Experts also point out that the limited focus on developing treatments for dengue by global organizations is a significant reason for the lack of effective drugs.
Roy emphasised that antiviral drugs face similar challenges to vaccines, as they are not equally effective against all dengue serotypes.
There are ongoing efforts within India and globally to develop an effective and efficient vaccine with lower risks compared to the currently approved vaccine, Dengvaxia.
“Apart from Dengvaxia, companies like Takeda and other entities such as the National Institute of Allergy and Infectious Diseases (NIAID) in the US and the Butantan Institute in Brazil have developed their versions of tetravalent live attenuated vaccines against dengue, which are at various stages of clinical trial and regulatory approval,” Raghavan said.
Takeda has sought permission from the Indian drug regulator to conduct phase three clinical trials for its Qdenga dengue vaccine, which has already received approval in the European Union and Indonesia.
Raghavan also mentioned several preclinical studies utilising traditional vaccine approaches as well as newer platforms such as DNA and mRNA technologies.
Malavige emphasised that in the absence of specific treatments for dengue, extensive monitoring of all dengue patients is crucial for the early detection of complications and effective fluid management, which is the only available treatment option.
To address this treatment gap, the Dengue Alliance has been established by DNDi in collaboration with key partners such as the Translational Health Science and Technology Institute (THSTI) in Delhi, the Ministry of Health of Malaysia, the Siriraj Hospital Faculty of Medicine at Mahidol University in Thailand, and the Oswaldo Cruz Foundation and Federal University of Minas Gerais (UFMG) in Brazil.
The Dengue Alliance aims to develop suitable antiviral drugs and host-directed treatments (HDTs) by repurposing existing drugs.

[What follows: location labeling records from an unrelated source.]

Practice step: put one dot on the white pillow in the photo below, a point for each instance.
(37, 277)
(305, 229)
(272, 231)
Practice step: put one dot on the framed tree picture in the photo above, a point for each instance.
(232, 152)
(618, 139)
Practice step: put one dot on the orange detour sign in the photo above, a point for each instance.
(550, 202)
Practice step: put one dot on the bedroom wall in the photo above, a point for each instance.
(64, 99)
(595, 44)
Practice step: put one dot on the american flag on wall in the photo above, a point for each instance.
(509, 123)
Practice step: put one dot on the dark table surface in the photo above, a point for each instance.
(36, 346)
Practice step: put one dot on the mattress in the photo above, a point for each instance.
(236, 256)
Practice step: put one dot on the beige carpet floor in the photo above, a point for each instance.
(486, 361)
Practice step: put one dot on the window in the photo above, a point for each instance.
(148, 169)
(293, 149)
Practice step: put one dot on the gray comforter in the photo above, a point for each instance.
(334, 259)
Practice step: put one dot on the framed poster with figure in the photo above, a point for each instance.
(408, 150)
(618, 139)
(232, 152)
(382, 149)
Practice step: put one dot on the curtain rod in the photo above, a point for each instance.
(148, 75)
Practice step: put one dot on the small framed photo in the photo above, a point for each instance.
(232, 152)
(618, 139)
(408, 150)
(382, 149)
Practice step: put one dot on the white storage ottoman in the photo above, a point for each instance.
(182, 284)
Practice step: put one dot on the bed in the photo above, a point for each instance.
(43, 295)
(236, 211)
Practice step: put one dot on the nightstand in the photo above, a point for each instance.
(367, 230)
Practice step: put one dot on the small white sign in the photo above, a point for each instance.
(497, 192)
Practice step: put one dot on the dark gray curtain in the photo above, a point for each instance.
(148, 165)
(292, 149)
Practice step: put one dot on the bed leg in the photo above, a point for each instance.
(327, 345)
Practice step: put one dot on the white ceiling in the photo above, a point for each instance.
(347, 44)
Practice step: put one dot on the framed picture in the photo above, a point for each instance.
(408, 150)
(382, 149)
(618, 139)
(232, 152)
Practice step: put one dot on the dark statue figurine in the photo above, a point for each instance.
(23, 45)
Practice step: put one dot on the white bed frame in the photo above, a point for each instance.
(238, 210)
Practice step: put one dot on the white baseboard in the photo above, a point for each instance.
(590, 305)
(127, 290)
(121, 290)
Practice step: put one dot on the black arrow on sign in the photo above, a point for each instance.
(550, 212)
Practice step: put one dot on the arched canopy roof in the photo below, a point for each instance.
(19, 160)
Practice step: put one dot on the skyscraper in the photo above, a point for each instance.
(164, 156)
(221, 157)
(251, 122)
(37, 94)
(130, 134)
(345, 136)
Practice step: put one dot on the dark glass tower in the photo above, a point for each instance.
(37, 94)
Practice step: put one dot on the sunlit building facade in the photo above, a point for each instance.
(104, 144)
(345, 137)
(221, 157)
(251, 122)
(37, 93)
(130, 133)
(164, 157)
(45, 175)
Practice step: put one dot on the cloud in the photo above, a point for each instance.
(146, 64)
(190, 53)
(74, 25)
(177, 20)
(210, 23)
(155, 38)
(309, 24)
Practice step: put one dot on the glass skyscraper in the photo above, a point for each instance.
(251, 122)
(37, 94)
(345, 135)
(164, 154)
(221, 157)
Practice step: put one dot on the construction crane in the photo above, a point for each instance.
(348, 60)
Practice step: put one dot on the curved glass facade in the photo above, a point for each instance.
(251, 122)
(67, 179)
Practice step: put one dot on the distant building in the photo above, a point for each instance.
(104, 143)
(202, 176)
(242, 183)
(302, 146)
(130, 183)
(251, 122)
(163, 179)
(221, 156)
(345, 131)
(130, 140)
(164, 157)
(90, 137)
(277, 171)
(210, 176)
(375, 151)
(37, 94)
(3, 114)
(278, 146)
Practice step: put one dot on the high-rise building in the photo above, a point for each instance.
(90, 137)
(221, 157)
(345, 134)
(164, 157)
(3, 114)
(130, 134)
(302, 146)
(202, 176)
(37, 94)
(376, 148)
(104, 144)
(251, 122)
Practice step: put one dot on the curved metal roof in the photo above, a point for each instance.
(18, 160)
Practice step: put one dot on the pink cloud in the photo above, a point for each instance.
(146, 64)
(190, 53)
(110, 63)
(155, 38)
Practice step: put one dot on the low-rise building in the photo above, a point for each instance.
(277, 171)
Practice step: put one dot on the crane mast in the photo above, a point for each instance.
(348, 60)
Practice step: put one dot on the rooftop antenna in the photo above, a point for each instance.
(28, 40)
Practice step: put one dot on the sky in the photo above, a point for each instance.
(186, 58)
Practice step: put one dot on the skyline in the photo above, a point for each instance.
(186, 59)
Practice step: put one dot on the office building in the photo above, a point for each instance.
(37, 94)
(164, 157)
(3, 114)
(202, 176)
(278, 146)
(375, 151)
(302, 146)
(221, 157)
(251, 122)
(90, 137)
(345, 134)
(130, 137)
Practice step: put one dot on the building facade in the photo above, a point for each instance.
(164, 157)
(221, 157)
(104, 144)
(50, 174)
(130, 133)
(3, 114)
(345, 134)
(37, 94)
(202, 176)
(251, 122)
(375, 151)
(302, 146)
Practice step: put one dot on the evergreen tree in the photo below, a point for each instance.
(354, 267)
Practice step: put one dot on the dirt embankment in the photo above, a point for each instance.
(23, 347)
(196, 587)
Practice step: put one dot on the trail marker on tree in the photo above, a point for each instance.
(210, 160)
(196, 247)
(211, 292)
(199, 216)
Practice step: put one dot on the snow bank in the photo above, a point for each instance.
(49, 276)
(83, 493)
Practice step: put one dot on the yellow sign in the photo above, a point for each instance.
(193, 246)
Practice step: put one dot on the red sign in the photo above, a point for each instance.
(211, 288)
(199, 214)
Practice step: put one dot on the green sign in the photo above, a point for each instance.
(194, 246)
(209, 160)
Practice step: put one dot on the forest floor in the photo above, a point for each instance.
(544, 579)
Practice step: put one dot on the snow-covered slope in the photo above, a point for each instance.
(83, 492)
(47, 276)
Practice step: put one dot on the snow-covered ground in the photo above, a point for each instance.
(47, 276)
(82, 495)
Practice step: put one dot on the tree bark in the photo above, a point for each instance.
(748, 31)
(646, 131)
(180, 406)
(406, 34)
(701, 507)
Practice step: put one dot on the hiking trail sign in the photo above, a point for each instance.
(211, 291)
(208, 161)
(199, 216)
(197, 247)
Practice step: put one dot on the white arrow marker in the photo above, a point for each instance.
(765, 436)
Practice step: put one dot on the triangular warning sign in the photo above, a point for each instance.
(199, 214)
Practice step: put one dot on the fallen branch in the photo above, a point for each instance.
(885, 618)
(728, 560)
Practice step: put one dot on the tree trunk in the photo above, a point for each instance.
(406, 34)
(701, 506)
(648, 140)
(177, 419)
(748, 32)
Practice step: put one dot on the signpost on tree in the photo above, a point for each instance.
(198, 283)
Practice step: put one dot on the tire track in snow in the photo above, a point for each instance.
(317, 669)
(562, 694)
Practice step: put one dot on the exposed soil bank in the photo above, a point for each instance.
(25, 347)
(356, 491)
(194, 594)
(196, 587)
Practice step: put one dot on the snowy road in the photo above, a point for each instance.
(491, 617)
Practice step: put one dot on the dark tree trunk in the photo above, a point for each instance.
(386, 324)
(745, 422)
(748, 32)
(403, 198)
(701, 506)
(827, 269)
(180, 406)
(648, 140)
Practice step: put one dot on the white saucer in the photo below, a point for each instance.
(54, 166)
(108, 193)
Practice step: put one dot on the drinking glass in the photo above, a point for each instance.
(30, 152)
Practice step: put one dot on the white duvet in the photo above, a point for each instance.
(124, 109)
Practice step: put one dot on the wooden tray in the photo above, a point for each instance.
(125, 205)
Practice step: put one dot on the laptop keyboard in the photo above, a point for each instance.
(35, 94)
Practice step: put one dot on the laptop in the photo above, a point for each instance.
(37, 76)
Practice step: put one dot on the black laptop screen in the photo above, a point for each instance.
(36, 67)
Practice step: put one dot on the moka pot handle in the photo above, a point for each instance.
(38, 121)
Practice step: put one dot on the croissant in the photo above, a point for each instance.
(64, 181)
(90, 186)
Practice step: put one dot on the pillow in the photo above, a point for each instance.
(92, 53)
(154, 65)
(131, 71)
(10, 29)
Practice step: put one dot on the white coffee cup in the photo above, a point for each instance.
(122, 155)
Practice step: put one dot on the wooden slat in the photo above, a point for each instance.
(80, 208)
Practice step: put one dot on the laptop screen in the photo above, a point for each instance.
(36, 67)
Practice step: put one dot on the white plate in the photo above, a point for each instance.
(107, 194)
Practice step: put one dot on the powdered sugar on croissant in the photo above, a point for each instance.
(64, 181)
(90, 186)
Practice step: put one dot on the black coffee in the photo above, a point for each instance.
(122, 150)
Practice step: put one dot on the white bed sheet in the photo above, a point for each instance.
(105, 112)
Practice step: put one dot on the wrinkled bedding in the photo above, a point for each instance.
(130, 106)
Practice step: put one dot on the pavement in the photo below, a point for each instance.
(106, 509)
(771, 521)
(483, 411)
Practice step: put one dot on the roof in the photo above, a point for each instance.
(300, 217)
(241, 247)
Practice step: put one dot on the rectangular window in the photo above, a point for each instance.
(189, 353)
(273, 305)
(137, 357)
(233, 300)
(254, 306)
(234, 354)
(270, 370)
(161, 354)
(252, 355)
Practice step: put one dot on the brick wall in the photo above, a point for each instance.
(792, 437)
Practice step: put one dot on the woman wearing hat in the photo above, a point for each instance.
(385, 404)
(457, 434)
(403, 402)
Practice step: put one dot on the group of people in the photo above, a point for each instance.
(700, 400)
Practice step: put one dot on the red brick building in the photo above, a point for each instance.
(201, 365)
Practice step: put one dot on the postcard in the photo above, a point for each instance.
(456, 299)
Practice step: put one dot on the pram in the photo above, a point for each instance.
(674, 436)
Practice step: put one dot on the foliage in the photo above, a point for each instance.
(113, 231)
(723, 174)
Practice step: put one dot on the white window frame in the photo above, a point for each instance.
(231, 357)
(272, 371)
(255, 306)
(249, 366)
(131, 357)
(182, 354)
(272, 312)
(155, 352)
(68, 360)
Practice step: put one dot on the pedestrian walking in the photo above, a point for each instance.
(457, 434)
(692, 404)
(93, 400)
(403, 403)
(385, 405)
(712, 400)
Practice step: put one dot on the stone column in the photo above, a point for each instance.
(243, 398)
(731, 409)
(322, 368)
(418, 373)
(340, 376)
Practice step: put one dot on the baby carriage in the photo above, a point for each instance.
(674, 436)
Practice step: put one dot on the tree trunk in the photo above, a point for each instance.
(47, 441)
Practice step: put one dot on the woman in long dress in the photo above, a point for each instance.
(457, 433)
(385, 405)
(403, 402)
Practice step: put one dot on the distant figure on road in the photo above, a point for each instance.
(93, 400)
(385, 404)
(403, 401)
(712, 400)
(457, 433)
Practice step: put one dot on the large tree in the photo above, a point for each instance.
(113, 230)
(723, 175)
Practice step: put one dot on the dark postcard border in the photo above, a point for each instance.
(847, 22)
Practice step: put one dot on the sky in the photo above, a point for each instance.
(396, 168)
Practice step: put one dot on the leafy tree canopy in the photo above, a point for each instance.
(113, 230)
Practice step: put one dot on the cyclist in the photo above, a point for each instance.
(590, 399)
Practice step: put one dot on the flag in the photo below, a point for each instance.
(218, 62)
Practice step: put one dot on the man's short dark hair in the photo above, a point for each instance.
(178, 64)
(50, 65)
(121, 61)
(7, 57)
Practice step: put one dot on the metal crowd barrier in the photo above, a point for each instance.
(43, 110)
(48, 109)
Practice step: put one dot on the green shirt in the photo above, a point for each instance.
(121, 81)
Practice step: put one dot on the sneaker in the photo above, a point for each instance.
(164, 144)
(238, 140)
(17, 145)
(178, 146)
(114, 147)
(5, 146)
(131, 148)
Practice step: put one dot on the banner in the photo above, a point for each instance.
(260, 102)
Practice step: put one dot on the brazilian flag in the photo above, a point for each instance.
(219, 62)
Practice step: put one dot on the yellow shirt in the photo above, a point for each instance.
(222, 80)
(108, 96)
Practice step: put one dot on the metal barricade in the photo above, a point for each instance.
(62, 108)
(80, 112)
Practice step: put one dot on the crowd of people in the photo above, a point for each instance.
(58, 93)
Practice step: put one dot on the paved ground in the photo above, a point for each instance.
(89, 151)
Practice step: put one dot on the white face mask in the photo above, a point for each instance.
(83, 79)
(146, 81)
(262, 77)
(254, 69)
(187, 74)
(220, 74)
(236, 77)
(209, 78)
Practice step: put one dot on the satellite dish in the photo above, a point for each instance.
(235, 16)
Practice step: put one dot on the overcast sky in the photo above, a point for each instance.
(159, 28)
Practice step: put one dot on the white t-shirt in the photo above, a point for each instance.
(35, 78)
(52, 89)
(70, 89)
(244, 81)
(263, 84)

The progress of this work has been promising thus far, according to experts.
To accelerate the clinical translation of the dengue DNA vaccine, Sankardoss’s lab at the Rajiv Gandhi Centre for Biotechnology is collaborating closely with institutions like the NCBS, THSTI, and IISc.
The team is focusing on nano plasmids – small circular DNA constructs – which can overcome fundamental challenges in vaccine development and lead to enhanced immune responses and immunological memory.